Robinson Crusoe - Cap. 9: Capítulo 9 Pág. 154 / 241

A minha perturbação de espírito foi grande durante aqueles quinze ou dezasseis meses. Dormia muito inquieto; tinha sonhos horrorosos e, frequentemente, acordava sobressaltado. Durante o dia, oprimia-me uma inquietação devoradora, e durante a noite só sonhava em matar selvagens e em arranjar motivos para justificar tal acção. Mas deixemos isto por uns momentos.

Em meados do mês de Maio, creio que no dia 16, conforme pude ver no meu pobre almanaque de madeira, fez todo o dia um vento impetuoso, acompanhado de relâmpagos e trovões, e seguido de uma noite espantosa. Estava a ler a Bíblia e fazia graves reflexões acerca da minha situação, quando fui surpreendido por um barulho parecido com um tiro de canhão disparado no mar.

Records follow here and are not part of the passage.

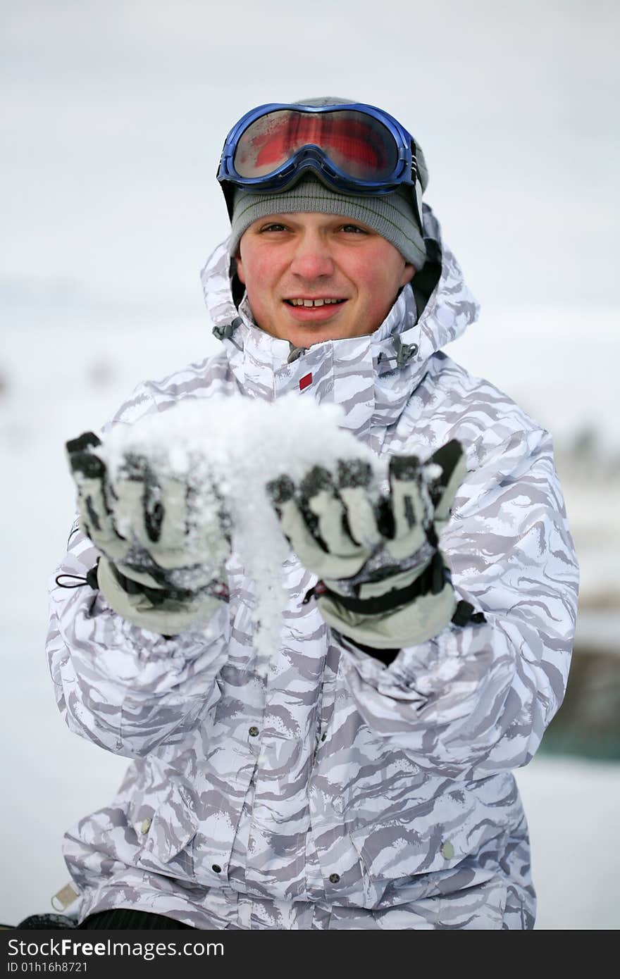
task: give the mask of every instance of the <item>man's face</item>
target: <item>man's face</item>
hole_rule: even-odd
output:
[[[415,272],[368,225],[334,214],[262,217],[239,248],[237,274],[256,322],[295,347],[372,333]]]

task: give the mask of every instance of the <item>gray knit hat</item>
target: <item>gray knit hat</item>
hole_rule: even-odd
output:
[[[350,99],[331,97],[304,99],[294,105],[338,105]],[[417,146],[417,167],[422,191],[428,184],[428,170],[424,155]],[[279,194],[256,194],[235,188],[233,198],[232,234],[229,251],[237,253],[239,241],[250,225],[269,214],[290,214],[294,211],[318,211],[324,214],[342,214],[360,221],[382,235],[401,253],[406,261],[419,271],[426,260],[426,247],[421,229],[414,216],[411,188],[402,187],[392,194],[348,195],[331,190],[311,175],[304,177],[288,190]]]

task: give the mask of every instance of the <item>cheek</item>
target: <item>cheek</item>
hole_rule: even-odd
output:
[[[253,255],[243,261],[243,275],[248,296],[266,297],[277,281],[277,271],[273,260],[261,255]]]

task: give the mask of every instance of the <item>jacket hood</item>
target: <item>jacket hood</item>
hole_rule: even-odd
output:
[[[267,400],[297,390],[341,403],[342,427],[370,441],[374,427],[398,421],[428,360],[475,322],[479,305],[458,262],[442,242],[441,226],[423,206],[427,261],[369,335],[294,348],[258,327],[239,291],[227,241],[201,272],[214,334],[224,345],[241,391]]]

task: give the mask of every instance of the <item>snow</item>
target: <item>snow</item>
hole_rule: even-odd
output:
[[[222,553],[222,520],[231,528],[233,548],[255,583],[255,644],[258,670],[263,676],[279,642],[286,607],[281,572],[290,550],[267,496],[267,483],[287,476],[299,486],[318,464],[336,482],[341,460],[369,464],[375,476],[374,486],[368,488],[371,494],[377,496],[385,483],[385,466],[350,432],[338,428],[343,414],[340,405],[321,405],[295,395],[274,403],[241,396],[214,397],[185,402],[131,426],[116,426],[94,449],[106,462],[121,499],[122,483],[125,491],[127,486],[128,456],[143,459],[162,483],[165,513],[167,486],[180,482],[192,490],[188,512],[183,506],[176,521],[165,517],[162,536],[169,536],[174,542],[187,536],[194,558],[206,572]],[[140,510],[141,506],[139,501]],[[148,537],[140,534],[142,524],[141,513],[129,507],[119,531],[130,539],[137,537],[148,549]],[[217,579],[217,564],[211,570]],[[174,583],[191,587],[182,573]]]
[[[613,442],[617,332],[613,341],[611,328],[604,332],[602,348],[564,344],[564,359],[551,370],[562,330],[575,339],[579,322],[589,322],[591,329],[596,325],[586,310],[581,316],[579,310],[548,309],[521,317],[511,311],[497,313],[488,328],[484,323],[472,328],[469,347],[459,341],[448,352],[474,373],[490,377],[540,417],[554,436],[557,433],[557,445],[579,431],[589,414],[595,421],[597,416],[603,419],[606,438]],[[519,324],[521,332],[515,334]],[[536,366],[530,355],[533,344]],[[126,767],[126,760],[66,728],[43,651],[47,583],[65,551],[74,516],[75,491],[65,442],[86,430],[97,431],[140,380],[161,378],[218,349],[201,320],[68,317],[48,308],[36,318],[15,314],[4,331],[0,450],[9,478],[0,481],[5,680],[0,701],[0,922],[16,923],[28,913],[52,909],[51,895],[69,879],[61,853],[63,833],[87,813],[109,804]],[[534,376],[544,368],[550,371],[548,384]],[[588,396],[593,376],[598,381],[594,400]],[[561,395],[562,387],[570,397]],[[588,538],[582,536],[582,508],[573,503],[578,491],[583,492],[585,516],[594,519],[593,511],[601,515],[598,529],[604,528],[608,550],[617,553],[620,516],[614,485],[598,486],[595,503],[588,506],[586,490],[569,478],[562,480],[575,539]],[[580,544],[578,553],[582,557]],[[584,584],[593,595],[605,586],[597,563],[603,556],[602,546],[593,544],[583,568]],[[584,642],[596,630],[599,644],[617,647],[617,614],[591,611],[584,616],[583,628]],[[530,823],[538,927],[620,926],[620,857],[615,843],[620,765],[539,755],[516,777]]]

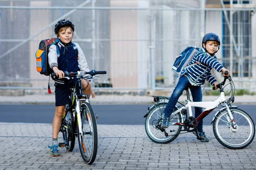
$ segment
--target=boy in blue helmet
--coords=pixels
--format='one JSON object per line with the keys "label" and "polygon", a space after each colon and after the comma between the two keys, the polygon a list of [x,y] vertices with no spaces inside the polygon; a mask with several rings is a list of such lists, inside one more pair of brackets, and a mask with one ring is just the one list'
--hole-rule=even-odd
{"label": "boy in blue helmet", "polygon": [[[63,19],[55,25],[54,32],[59,42],[56,45],[52,45],[49,49],[48,60],[49,65],[52,71],[58,77],[59,79],[55,81],[55,114],[52,121],[52,143],[49,147],[51,149],[51,156],[58,156],[58,135],[61,119],[65,109],[65,106],[69,102],[70,88],[74,85],[77,80],[62,79],[64,76],[64,71],[77,72],[78,71],[89,72],[89,67],[85,57],[77,43],[74,43],[77,48],[77,53],[74,48],[71,41],[74,35],[75,26],[70,21]],[[59,49],[58,55],[56,52]],[[93,98],[95,95],[91,88],[90,79],[82,79],[83,93],[89,96],[92,94]],[[96,115],[97,118],[97,115]]]}
{"label": "boy in blue helmet", "polygon": [[[161,128],[167,128],[169,126],[170,116],[172,115],[179,97],[182,95],[183,91],[188,87],[190,87],[193,98],[193,101],[202,101],[203,95],[201,86],[204,84],[206,79],[211,85],[215,86],[218,84],[217,80],[211,72],[212,68],[214,68],[218,72],[222,72],[224,76],[228,76],[229,71],[226,69],[216,60],[215,53],[219,49],[220,40],[216,34],[212,33],[207,34],[202,40],[202,48],[199,49],[189,65],[197,62],[199,64],[194,65],[186,68],[182,75],[176,86],[173,92],[166,107],[163,111],[164,118],[162,120]],[[224,72],[227,71],[228,74],[225,75]],[[195,117],[197,118],[202,112],[202,108],[195,107]],[[203,120],[198,122],[197,130],[193,132],[198,136],[198,139],[201,141],[207,142],[209,141],[203,130]]]}

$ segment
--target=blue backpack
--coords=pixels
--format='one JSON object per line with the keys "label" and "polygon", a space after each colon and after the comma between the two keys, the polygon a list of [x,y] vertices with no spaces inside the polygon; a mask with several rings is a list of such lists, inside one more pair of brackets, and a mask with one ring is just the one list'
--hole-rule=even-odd
{"label": "blue backpack", "polygon": [[190,46],[186,48],[179,56],[176,57],[172,70],[177,74],[179,76],[182,75],[182,72],[187,68],[195,64],[200,64],[201,63],[198,62],[188,66],[189,63],[191,61],[199,49],[199,48],[195,46]]}
{"label": "blue backpack", "polygon": [[[38,49],[35,52],[35,61],[36,62],[36,70],[41,75],[50,75],[52,72],[52,69],[49,66],[48,55],[49,48],[52,45],[55,45],[56,46],[56,51],[58,56],[60,55],[60,49],[57,45],[59,40],[57,38],[42,40],[39,43]],[[78,50],[74,43],[72,43],[73,48],[76,52],[76,59],[78,57]]]}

Esta surpresa foi muito diferente das que me haviam colhido até então, e sugeriu-me pensamentos muito diversos. Saí com a maior rapidez possível e, num instante, apoiando a escada no penhasco, subi à plataforma que os meus leitores já conhecem. Nesse momento, uma claridade súbita anunciou-me um 'segundo tiro de canhão, que com efeito ouvi meio minuto depois; pelo barulho parecia provir do lado do mar para o qual a minha chalupa fora arremessada pelas correntes.

Julguei ao princípio que se tratasse de algum buque em perigo e que disparasse os tiros de canhão em caso de desespero e para pedir socorro a alguma outra embarcação que o acompanhasse. Reflecti logo que se eu não podia prestar-lhe qualquer ajuda, talvez ele ma pudesse dar a mim; assim, juntando toda a lenha seca que pude, levei-a para a colina e fiz uma grande fogueira com ela. A lenha estava efectivamente seca e, não obstante a violência do vento, ardeu muito bem; fiquei com a certeza de que a embarcação, se realmente o era, devia ver o fogo. Sem dúvida que assim foi, porque mal a chama brilhou, ouvi um terceiro tiro de canhão seguido de muitos outros, sempre para o mesmo lado.